Frágil de pernas, porque além de alta tinha-as muito magras. Frágil de braços, pela mesma razão das pernas. Frágil de constituição feminina, porque nem uns carocinhos me despontavam no peito, não tinha em mim traços de mulher para além dos cabelos. Frágil de ideias, sim, frágil, burrinha, incapaz de ter boas notas.

Queixar-me ou não me queixar?

Como os monstros existem e atacam a despropósito, fui uma das principais vítimas do escárnio e da estupidez de um grupinho de rapazes da turma, com a conivência de todos os outros e até de algumas professoras que se limitavam a dizer, com voz fraca,

— vá lá, rapazes, parem com isso,

mesmo quando eu me aproximava delas, no final da aula, queixando-me da constante provocação, ainda assim não agiam de outro modo se não dizendo,

— meninos, deixem a Sophia em paz, por favor,

e houve quem acrescentasse

— tu, Sophia, vê se te esforças mais para ser amiga deles, porque se fores boa para os rapazes, eles serão bons para ti, confia em mim.

O tempo passava e nada mudava. Eu não percebia como ser amiga deles e delas. Talvez por isso, pela minha incapacidade de socializar, habituei-me cedo a brincar sozinha, a falar de um lado e a responder do outro, a representar sozinha, a andar solitária dentro da escola e em casa. Não tinha coragem de me queixar aos meus pais. Bastavam os muitos problemas que eles tinham. A minha mãe sempre a chorar. O meu pai a chegar à casa cada vez mais tarde. Não. Não valia a pena.

Tive medo, e só piorei as coisas

— Sophia,

lembro-me perfeitamente desse dia. Paralisei de medo mal a professora pronunciou o meu nome. Levantei a cabeça. Olhei-a, receosa. E ela disse, como se lançasse um trovão na minha direção,

— lê a partir da linha vinte e sete.

— Eu, stôra?

— É a tua vez de ler.
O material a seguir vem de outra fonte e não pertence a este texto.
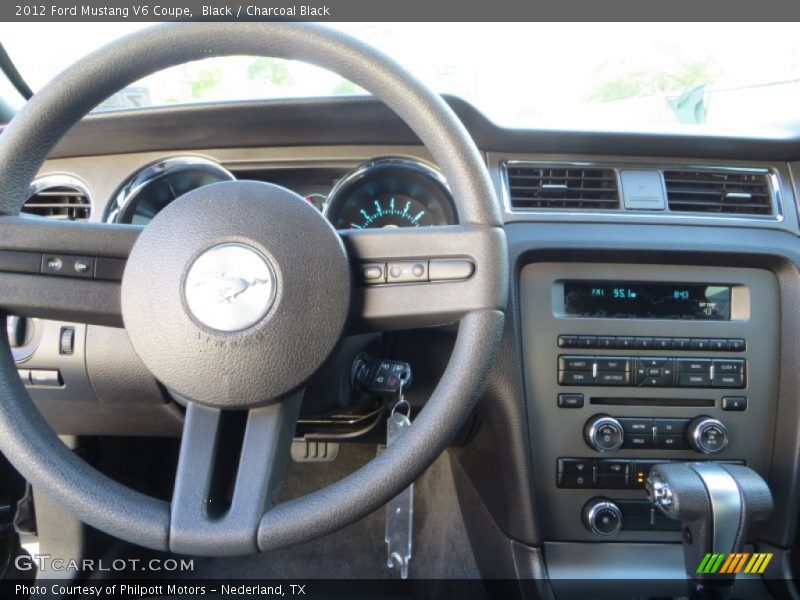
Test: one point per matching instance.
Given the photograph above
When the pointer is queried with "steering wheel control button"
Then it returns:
(450, 269)
(734, 403)
(707, 435)
(66, 341)
(52, 265)
(372, 273)
(604, 433)
(45, 378)
(406, 271)
(570, 400)
(602, 517)
(230, 287)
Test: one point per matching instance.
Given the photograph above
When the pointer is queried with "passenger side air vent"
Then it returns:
(59, 197)
(533, 186)
(726, 192)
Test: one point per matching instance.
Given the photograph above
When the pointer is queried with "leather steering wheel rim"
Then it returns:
(39, 455)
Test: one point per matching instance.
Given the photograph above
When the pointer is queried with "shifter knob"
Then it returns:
(715, 503)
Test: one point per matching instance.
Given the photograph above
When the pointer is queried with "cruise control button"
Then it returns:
(406, 271)
(573, 466)
(373, 273)
(734, 403)
(575, 480)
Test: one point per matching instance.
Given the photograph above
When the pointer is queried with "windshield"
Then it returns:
(733, 78)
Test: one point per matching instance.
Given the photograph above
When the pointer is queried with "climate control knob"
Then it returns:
(603, 433)
(707, 435)
(602, 516)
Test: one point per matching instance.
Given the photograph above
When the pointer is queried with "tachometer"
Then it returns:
(390, 192)
(149, 190)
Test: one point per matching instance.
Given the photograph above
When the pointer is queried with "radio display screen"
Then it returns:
(623, 300)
A partir dessa linha, vá.

Tremi perante a imagem de mim mesma numa exposição tão flagrante diante da turma. Gaguejei. Corei. Chorei enquanto os outros se riam. E nunca mais recuperei a vontade de estar no colégio. Se ia, era porque era obrigada. Até que o ano letivo terminou e, graças a Deus, o meu pai mudou de trabalho e nós fomos viver para Vilamoura.

Então, tudo descambou

Em Vilamoura seria por eu ser a aluna nova?

Já todos se conheciam desde os nursery. Eu vinha de outra cidade algarvia mas conservava o meu sotaque do Norte. Era a estranha chegada à turma e, não poderia ser de outro modo, se não que fosse recebida com indiferença e desprezo. E, como se não bastassem todos os defeitos físicos que afastavam dos outros, pois que ninguém queria ser amiga da feia, deu-se aquela triste cena.

A chamada da professora,

— Sophia, vem ao quadro, por favor,

despertou imediatamente a minha vergonha de estar perante os olhares dos outros. Assustei-me. Mas, pensei, era uma escola nova, não havia motivos para tanto alarmismo. Eu sabia ler e escrever muito bem. Tinha estudado a matéria. Nada me impedia de participar e, quem sabe dessa forma, ganhar alguma simpatia e admiração dos colegas. Mentalizei-me, portanto,

— Sophia?,

de que conseguiria. Enchi-me de confiança. Arrastei a cadeira para trás. Levantei-me. Caminhei na direção do quadro sem permitir que o murmurinho jocoso à minha passagem me afetasse. Não me apercebi foi do laço do atacador da sapatilha se desfazendo rapidamente, a corda tocando a ponta no chão, o outro pé pousando em cima do cordão, um tropeção seguido de outro e o meu corpo tombando desastrosamente no chão. Dei por mim, já ali estava, chorosa de dor e vergonha. Pensando bem: caí, tentei levantar-me, voltei a cair, o porque o joelho direito não mo permitia. Recordo como se fosse hoje: eu sentada no chão com as duas mãos apertando a articulação dorida.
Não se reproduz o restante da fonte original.